Kekova Rijeka fegt alles vor sich her
Der slowenische Experte holt in den ersten vier Spielen vier Siege, das Team ist nicht mehr von Fruk abhängig, und für den weiteren Erfolg sind Verstärkungen entscheidend
Der slowenische Experte holt in den ersten vier Spielen vier Siege, das Team ist nicht mehr von Fruk abhängig, und für den weiteren Erfolg sind Verstärkungen entscheidend
Matjaž Kek ist auf die Bank von Rijeka zurückgekehrt und hat in den ersten vier Spielen vier Siege eingefahren. Der letzte in dieser Serie gelang am Mittwochabend auf der Rujevica gegen den finnischen Klub Ilves in der Qualifikation für Europa. Obwohl die Leistung nicht glanzvoll war, zählt das Ergebnis, und Keks Handschrift im Spiel wird immer deutlicher.
Besonders auffällig ist die Tatsache, dass Rijeka nicht mehr von Toni Fruk abhängig ist. Der junge Mittelfeldspieler, ohne Verletzung und ohne Spiel in den Beinen am vergangenen Wochenende, wurde in der Halbzeit des Spiels gegen Ilves ausgewechselt. Eine beredte Botschaft über die neue Hierarchie, die Kek etabliert.
Der Journalist der Jutarnji list schreibt, dass der Slowene zurückgekehrt ist, um aufzubauen, weit entfernt von der Meistermannschaft, die er hinterlassen hat. "Ja, werden einige sagen, aber all das kam gegen unterlegene Gegner. Und das stimmt auch", heißt es im Text, aber gleichzeitig wird betont, dass es schwer ist, einen Trainer eines kroatischen Klubs zu finden, der in den ersten vier Spielen auf der Bank, unter dem Qualifikationsdruck Europas, vier Siege eingefahren hat.

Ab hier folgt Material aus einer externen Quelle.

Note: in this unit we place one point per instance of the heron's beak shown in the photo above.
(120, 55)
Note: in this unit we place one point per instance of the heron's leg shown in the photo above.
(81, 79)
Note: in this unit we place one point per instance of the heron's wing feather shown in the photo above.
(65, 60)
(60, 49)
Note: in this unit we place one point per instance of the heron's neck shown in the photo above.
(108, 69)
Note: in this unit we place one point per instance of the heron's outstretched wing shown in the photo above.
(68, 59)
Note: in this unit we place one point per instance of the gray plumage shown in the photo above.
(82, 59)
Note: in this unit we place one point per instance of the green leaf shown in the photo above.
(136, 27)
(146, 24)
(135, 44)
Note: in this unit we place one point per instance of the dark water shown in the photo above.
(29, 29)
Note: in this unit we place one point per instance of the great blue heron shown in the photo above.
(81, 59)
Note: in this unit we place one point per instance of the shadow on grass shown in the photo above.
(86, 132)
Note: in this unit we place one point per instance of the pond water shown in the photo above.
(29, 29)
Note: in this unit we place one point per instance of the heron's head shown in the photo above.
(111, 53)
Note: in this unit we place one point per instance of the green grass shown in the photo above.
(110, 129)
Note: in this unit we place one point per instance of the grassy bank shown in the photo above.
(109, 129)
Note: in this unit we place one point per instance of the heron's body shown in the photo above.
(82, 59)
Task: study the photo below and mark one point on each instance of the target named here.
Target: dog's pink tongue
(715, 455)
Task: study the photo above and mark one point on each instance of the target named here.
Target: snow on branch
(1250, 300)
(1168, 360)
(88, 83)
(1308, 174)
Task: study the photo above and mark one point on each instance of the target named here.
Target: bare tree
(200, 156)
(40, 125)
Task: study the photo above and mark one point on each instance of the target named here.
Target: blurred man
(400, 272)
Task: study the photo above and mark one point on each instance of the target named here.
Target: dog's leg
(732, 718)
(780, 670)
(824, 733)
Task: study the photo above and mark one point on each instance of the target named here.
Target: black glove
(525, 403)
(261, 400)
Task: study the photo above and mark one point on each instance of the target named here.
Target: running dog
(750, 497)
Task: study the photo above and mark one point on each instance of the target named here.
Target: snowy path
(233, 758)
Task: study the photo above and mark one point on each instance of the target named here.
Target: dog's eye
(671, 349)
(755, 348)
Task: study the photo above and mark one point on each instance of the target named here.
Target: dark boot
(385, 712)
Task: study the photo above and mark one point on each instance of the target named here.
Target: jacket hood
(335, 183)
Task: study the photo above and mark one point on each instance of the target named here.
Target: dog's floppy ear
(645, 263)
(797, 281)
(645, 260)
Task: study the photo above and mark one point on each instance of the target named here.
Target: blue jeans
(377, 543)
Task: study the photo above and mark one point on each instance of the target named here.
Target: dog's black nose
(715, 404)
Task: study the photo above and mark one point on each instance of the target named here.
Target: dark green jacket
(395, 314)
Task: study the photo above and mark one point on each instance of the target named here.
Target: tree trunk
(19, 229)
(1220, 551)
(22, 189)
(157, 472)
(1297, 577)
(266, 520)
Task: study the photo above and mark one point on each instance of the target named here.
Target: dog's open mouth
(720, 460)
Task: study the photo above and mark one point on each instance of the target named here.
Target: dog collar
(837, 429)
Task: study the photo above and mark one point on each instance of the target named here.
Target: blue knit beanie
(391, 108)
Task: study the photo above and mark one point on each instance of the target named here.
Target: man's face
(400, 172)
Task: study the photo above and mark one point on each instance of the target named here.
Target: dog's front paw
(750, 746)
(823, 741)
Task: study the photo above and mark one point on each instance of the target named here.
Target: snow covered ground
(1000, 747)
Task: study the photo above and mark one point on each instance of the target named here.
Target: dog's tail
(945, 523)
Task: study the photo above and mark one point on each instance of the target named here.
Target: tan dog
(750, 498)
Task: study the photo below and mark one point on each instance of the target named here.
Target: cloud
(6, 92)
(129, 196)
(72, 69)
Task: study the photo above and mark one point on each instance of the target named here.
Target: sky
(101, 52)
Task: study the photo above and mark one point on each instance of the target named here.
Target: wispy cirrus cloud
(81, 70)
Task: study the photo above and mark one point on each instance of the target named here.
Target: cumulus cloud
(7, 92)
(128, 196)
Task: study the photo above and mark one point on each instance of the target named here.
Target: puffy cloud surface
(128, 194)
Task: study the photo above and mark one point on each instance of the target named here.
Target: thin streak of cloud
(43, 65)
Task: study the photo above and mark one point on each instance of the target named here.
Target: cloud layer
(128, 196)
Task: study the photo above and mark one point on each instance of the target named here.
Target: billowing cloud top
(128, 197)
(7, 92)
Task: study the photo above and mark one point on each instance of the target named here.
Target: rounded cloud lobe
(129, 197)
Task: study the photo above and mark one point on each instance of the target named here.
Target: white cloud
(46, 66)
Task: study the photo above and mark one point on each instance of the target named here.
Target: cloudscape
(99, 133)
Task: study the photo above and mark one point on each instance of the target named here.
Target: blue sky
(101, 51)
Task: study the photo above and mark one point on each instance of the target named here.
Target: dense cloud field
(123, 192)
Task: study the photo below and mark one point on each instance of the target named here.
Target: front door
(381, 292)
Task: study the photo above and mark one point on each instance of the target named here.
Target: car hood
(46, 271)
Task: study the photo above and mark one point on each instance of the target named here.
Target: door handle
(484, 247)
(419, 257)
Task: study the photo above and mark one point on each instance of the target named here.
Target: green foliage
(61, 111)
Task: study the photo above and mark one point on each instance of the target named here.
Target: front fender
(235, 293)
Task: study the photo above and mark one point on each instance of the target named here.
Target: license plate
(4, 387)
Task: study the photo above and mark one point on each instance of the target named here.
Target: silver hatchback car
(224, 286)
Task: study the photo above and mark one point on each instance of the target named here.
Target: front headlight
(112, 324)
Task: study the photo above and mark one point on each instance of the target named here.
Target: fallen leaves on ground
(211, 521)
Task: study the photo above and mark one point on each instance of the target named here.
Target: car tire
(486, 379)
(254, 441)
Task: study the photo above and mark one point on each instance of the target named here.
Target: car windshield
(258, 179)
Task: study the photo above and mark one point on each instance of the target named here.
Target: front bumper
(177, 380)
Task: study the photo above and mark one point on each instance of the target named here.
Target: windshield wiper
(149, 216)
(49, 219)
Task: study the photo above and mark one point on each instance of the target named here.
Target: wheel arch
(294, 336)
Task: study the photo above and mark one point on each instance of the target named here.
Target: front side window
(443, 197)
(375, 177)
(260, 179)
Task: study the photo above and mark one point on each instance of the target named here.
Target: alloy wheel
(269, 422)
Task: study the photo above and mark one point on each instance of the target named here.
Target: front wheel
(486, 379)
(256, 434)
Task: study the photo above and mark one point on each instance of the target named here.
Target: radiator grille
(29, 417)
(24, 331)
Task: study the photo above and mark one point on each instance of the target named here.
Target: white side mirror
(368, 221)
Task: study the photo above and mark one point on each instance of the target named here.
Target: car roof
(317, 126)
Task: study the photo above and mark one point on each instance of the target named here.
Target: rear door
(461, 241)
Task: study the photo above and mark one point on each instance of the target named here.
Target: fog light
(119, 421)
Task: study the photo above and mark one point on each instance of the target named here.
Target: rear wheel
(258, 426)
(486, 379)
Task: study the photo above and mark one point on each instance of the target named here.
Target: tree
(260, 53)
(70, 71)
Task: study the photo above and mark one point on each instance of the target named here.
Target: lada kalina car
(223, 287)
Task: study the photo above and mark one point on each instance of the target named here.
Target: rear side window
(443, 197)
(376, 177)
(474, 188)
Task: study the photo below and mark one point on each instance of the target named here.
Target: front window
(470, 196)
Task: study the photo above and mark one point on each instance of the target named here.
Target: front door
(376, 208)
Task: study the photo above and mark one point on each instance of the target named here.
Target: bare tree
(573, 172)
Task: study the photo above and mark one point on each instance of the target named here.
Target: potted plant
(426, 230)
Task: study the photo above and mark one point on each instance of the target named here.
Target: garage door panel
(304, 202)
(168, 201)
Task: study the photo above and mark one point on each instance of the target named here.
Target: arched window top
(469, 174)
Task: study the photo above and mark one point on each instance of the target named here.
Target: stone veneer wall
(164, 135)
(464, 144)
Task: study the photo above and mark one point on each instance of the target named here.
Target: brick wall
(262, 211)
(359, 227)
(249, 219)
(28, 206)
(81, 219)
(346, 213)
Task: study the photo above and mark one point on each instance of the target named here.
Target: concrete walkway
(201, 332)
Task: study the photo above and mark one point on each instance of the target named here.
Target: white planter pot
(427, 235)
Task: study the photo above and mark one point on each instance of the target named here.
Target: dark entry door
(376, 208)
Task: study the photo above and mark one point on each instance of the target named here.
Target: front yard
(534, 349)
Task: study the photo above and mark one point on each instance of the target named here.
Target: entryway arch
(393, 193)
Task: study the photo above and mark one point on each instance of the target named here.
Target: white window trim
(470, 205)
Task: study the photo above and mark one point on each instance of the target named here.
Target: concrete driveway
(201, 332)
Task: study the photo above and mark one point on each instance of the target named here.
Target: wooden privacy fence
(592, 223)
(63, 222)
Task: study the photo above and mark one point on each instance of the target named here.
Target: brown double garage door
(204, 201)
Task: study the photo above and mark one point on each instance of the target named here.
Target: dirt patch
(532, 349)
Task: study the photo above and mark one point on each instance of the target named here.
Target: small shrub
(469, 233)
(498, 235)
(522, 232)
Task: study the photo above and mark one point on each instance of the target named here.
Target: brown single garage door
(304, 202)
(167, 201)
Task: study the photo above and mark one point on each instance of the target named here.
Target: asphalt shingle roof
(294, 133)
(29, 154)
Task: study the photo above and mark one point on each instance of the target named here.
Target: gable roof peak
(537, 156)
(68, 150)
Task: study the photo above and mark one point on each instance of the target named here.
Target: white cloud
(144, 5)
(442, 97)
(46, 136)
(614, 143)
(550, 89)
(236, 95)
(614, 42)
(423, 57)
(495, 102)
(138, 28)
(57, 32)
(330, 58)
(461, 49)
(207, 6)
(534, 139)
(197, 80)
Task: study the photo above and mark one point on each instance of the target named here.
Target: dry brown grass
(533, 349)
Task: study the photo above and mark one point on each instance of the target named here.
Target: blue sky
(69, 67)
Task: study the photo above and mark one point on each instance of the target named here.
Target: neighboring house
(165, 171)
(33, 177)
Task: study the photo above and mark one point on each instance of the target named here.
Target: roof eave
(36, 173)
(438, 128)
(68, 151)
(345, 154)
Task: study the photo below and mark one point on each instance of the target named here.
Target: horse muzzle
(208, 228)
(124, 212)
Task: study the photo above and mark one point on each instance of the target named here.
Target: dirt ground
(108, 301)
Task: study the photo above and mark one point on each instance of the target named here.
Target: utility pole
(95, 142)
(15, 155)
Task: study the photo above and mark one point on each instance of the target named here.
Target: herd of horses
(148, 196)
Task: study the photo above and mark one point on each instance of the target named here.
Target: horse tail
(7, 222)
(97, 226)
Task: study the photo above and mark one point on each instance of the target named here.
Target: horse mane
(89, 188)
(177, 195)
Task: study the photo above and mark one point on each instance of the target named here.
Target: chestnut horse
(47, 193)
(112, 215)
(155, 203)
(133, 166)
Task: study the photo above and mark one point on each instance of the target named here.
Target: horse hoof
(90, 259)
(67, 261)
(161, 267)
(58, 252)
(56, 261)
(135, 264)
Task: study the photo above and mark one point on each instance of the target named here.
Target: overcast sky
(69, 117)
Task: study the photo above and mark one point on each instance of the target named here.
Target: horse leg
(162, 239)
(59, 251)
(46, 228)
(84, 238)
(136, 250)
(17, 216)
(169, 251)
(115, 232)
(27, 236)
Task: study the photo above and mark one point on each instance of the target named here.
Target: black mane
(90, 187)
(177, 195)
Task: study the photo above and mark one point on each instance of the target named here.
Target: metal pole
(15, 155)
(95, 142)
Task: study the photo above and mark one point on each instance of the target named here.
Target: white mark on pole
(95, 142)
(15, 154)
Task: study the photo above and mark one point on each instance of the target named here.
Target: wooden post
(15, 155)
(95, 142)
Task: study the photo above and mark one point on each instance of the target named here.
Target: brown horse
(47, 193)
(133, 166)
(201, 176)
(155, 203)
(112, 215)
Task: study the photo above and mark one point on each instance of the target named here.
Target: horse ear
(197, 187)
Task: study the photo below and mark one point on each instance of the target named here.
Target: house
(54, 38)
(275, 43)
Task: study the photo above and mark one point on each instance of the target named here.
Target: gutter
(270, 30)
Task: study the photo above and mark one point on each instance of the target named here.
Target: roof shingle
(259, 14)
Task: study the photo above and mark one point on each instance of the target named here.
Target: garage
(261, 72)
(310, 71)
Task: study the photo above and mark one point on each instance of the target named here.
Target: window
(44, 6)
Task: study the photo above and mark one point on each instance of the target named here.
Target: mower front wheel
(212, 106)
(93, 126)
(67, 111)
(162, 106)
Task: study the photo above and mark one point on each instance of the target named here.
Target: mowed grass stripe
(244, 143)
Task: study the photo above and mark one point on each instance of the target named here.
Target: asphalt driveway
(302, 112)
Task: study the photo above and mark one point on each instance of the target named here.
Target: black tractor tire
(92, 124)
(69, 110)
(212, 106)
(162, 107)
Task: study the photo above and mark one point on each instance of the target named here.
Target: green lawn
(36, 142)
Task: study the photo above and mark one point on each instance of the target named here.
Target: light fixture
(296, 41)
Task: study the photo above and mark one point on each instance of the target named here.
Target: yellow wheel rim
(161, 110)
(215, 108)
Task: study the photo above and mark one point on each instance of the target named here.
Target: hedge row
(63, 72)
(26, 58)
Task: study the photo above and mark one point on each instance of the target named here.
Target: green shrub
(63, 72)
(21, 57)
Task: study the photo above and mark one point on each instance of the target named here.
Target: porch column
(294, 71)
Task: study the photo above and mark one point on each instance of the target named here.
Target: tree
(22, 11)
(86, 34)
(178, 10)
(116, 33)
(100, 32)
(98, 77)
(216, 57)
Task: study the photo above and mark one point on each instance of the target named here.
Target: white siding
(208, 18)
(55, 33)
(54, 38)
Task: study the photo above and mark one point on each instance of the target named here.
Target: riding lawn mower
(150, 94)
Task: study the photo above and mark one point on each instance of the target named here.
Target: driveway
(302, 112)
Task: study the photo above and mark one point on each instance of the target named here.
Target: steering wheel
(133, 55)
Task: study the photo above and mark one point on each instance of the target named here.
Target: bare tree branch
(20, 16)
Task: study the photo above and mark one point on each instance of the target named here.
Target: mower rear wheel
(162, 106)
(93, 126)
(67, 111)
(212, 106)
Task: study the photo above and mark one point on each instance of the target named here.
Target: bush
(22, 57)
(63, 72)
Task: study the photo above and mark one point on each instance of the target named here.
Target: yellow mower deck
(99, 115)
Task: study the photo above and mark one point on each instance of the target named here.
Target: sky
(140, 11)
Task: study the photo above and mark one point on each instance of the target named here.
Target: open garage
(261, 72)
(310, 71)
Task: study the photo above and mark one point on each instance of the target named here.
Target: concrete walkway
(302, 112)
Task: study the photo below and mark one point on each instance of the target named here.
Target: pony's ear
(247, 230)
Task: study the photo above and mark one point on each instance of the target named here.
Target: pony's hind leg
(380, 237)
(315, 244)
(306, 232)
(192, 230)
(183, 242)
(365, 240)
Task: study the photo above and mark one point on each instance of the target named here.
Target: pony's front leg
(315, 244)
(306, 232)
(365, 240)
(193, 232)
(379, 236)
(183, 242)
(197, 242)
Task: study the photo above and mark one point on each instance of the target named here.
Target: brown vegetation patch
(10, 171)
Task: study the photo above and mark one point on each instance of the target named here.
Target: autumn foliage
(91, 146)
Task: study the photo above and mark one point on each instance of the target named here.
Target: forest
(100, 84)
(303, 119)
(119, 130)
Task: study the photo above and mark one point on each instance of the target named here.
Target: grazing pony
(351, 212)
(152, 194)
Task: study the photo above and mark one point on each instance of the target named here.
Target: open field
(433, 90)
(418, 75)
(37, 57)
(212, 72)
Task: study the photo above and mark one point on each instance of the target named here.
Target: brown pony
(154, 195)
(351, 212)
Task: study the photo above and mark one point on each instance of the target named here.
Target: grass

Kek operiert vorerst mit 13-14 Spielern, was seine unverwechselbare Handschrift ist. Von den drei Winterneuzugängen des ehemaligen Trainers Sanchez hat er zwei bereits abgeschrieben, während er Barca vom Mittelfeld in die Abwehr versetzt hat. Gleichzeitig hat er Niko Janković rehabilitiert, dessen Europator das Spiel gegen die Finnen entschied.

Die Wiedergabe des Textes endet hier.